Il se tourne par la suite vers le professorat et enseigne le français dans la région parisienne (Seine-Saint-Denis), années pendant lesquelles il collabore à de multiples manifestations littéraires (il participe à de nombreuses conférences aux États-Unis, en France, en Italie, au Rwanda et à Madagascar), pédagogiques (il anime dès 1991 plusieurs ateliers d’écriture dans la région parisienne) et journalistiques qui révèlent toute la dimension du rôle de l’écrivain engagé.

En 2002, Jean-Luc Raharimanana quitte son métier d’enseignant pour notamment défendre son père, professeur d’Histoire à l’Université d’Antananarivo, arrêté puis torturé en juin 2002 par les autorités malgaches. Son père, animant alors une émission radiophonique sur l’histoire de Madagascar, se proposait d’étudier les conflits ayant existé au cours de l’histoire de Madagascar entre les différents royaumes malgaches. Accusé de provocation aux crimes et délits contre la sûreté intérieure de l’état, il a été condamné, à l’issue d’un jugement sommaire, à deux ans de prison avec sursis. Après cette affaire, Raharimanana ressent d’autant plus la nécessité absolue de consacrer tout son temps à l’écriture, à la recherche, à la restitution de cette mémoire trahie par des récits où « se confondent mythe et réalité ». Obéissant aux litanies du narrateur de Nour 1947, Raharimanana parcourt les chemins sinueux et pluriels de la mémoire afin de « transcrire, tout transcrire ».

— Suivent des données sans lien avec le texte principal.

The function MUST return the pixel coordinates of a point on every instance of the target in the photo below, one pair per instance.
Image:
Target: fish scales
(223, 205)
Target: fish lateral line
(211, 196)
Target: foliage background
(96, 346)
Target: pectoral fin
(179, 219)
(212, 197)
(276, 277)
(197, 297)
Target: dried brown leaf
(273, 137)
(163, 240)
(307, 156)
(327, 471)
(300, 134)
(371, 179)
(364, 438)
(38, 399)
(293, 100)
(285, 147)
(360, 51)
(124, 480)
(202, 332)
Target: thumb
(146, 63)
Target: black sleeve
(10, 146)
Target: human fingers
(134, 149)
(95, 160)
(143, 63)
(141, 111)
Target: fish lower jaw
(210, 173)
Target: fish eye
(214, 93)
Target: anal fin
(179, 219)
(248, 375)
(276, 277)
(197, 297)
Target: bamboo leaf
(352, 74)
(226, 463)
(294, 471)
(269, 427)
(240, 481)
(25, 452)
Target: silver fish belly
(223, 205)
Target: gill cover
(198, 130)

Le premier recueil de nouvelles de Raharimanana, Lucarnes, est publié près de sept ans après son arrivée en France, mais c’est à Madagascar, incontestablement, que Raharimanana construit son écriture : les récits racontés par son père, la riche littérature orale, l’abondante mythologie malgache, la bibliothèque familiale et puis, il y a avant tout, les lieux qui le voient grandir – la ville, les collines environnantes, les marécages – théâtre de ces épopées malgaches. Ces lieux ancrent indubitablement l’écrivain dans une histoire spécifique, magique, mais abritent également des scènes d’une toute autre nature qui vont faire naître chez Raharimanana un « besoin vital d’écrire » : pauvreté, violence, mort, sang, pourriture d’une société, d’un monde sur le point d’imploser mais également beautés, sensualités, rêves et passions des individus.

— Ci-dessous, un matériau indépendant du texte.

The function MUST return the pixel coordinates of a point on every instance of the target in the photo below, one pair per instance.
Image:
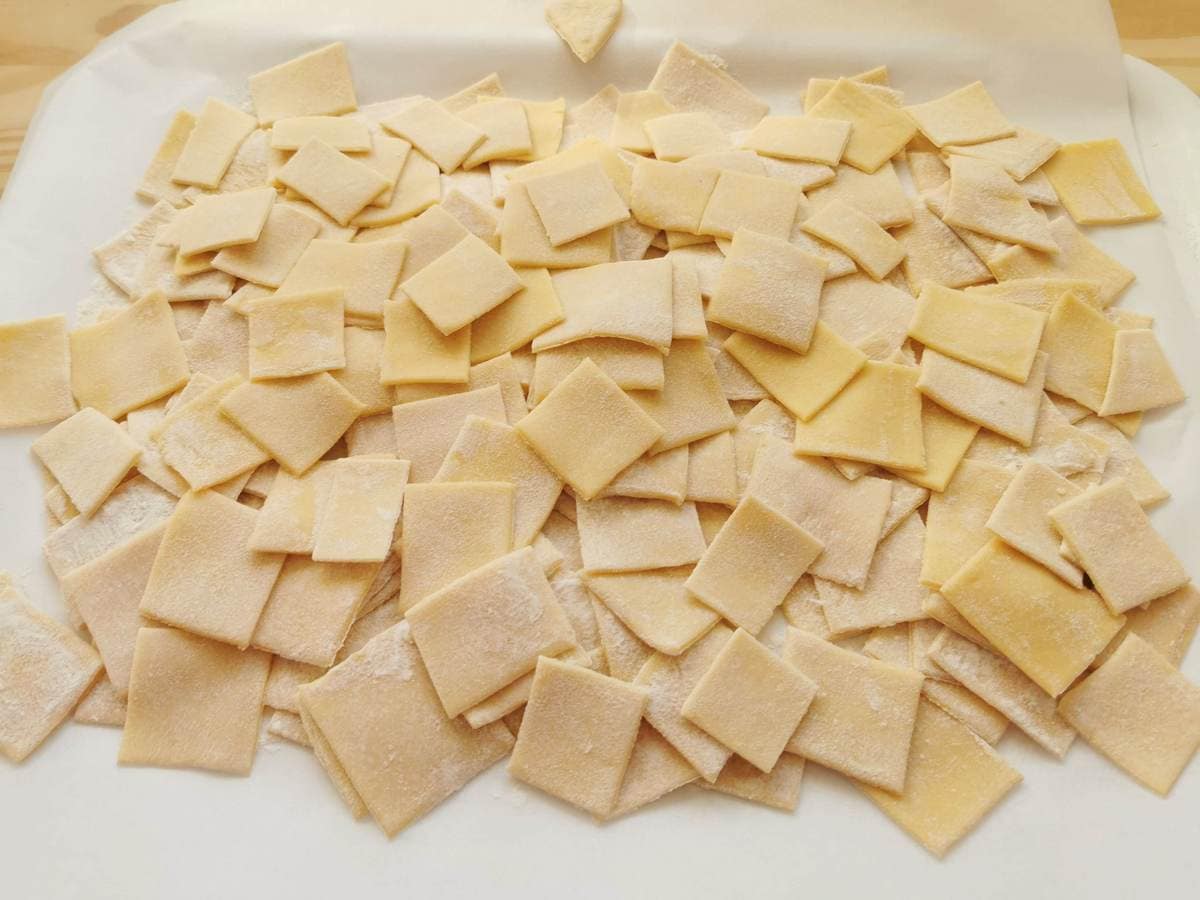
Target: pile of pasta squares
(651, 442)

Raharimanana commence tout d’abord par quelques essais autobiographiques mais c’est surtout la poésie qui l’attire. Il écrit alors beaucoup de poèmes, la plupart inédits. Raharimanana se tourne ensuite vers la nouvelle et le théâtre qui vont être le réceptacle d’une écriture lyrique mais également caustique dans laquelle le lecteur, conquis par des passages très poétiques, d’une étonnante douceur, soudainement, doit affronter des scènes d’une spectaculaire violence. C’est une écriture au sein de laquelle se côtoient poésie, rêves, humanité et douceur, ainsi que la violence du monde. Une écriture que l’auteur définit par le « viol des douceurs ».